Candidiasis; invasive; Candida glabrata; cervical spondylodiscitis; discitis; spondylitis


Infectious Disease | Internal Medicine | Neurosurgery



Invasive candidiasis can lead to numerous life-threatening sequelae. Candida glabrata is the second-most common causative species of invasive candidiasis. This species possesses a high risk for persistent infection and candidemia.
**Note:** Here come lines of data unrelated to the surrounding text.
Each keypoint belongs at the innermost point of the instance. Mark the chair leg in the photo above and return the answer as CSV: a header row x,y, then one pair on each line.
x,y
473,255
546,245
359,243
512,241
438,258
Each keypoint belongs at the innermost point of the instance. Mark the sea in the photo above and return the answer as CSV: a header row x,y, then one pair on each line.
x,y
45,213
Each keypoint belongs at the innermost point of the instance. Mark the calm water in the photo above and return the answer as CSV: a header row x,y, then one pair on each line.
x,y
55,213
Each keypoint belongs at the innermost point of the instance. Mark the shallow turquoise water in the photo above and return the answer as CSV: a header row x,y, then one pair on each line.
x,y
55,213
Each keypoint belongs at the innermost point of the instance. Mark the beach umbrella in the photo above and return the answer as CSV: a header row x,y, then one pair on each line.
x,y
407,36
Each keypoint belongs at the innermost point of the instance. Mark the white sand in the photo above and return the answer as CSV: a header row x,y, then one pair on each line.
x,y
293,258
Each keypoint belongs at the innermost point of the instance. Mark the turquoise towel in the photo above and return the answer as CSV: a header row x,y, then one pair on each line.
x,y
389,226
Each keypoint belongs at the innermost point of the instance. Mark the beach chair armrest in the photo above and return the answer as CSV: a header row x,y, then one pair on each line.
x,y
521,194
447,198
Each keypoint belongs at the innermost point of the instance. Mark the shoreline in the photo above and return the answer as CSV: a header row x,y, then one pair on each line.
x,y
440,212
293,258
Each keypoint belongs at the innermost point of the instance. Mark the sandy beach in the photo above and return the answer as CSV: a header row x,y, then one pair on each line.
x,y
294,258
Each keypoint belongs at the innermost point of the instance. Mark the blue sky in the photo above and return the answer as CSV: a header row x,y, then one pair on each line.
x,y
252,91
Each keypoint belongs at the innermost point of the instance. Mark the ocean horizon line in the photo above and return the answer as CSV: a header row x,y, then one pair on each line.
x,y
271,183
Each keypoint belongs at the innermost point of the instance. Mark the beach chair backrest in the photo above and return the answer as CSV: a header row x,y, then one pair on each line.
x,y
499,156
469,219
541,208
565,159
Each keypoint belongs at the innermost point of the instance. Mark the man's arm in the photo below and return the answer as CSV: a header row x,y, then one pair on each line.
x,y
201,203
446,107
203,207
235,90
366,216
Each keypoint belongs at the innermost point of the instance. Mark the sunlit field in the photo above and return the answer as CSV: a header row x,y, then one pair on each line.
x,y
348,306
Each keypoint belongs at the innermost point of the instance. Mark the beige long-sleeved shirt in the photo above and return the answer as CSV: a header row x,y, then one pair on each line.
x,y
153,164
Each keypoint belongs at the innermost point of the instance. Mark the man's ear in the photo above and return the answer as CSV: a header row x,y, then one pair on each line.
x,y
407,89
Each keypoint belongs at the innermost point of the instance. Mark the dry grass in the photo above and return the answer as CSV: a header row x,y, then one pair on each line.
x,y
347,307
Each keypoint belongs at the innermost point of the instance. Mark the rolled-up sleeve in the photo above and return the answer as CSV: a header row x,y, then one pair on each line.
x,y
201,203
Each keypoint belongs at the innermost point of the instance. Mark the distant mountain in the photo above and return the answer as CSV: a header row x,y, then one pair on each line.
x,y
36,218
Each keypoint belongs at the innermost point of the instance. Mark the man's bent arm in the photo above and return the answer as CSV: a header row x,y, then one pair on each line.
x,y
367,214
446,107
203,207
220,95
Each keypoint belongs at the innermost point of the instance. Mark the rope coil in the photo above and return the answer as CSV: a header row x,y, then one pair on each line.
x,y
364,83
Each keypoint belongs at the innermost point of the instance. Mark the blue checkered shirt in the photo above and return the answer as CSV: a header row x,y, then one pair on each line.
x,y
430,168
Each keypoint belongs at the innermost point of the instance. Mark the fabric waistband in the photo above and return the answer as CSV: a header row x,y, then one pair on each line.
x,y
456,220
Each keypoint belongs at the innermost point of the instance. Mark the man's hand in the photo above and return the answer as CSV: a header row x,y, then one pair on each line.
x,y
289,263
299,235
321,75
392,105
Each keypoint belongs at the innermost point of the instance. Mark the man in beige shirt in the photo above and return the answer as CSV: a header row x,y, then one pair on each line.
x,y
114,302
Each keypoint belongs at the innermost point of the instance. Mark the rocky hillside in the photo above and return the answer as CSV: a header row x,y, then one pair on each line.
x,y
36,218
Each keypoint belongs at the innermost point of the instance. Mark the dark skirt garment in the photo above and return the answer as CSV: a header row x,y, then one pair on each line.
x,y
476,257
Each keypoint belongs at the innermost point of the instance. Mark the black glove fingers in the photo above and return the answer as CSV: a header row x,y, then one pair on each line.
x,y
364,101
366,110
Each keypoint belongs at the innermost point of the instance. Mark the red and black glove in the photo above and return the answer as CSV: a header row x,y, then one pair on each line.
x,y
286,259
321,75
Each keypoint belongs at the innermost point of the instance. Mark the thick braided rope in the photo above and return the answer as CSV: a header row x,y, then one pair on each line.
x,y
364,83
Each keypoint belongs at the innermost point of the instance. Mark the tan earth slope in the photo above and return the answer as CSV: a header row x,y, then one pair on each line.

An uncommon complication of invasive candidiasis is spondylodiscitis and can rarely affect the cervical spine.

Case Presentation

The patient is a female in her late 50s with a complex medical history inclusive of chronic obstructive pulmonary disease, chronic pain, multiple abdominal surgeries, prolonged intensive care unit admission, and administration of total parenteral nutrition and broad-spectrum antibiotics who presented with complaints of worsening neck pain. She was last hospitalized 3 months prior and found to have C glabrata fungemia but was nonadherent to antifungal therapy.

She was found to have advanced C5-6 spondylodiscitis and an epidural abscess. Her surgical cultures grew C glabrata. Despite surgical intervention and antimicrobial therapy, she clinically deteriorated and acquired septic shock with multiorgan failure.


This is a rare case of cervical spondylodiscitis caused by a deep-seated C glabrata infection.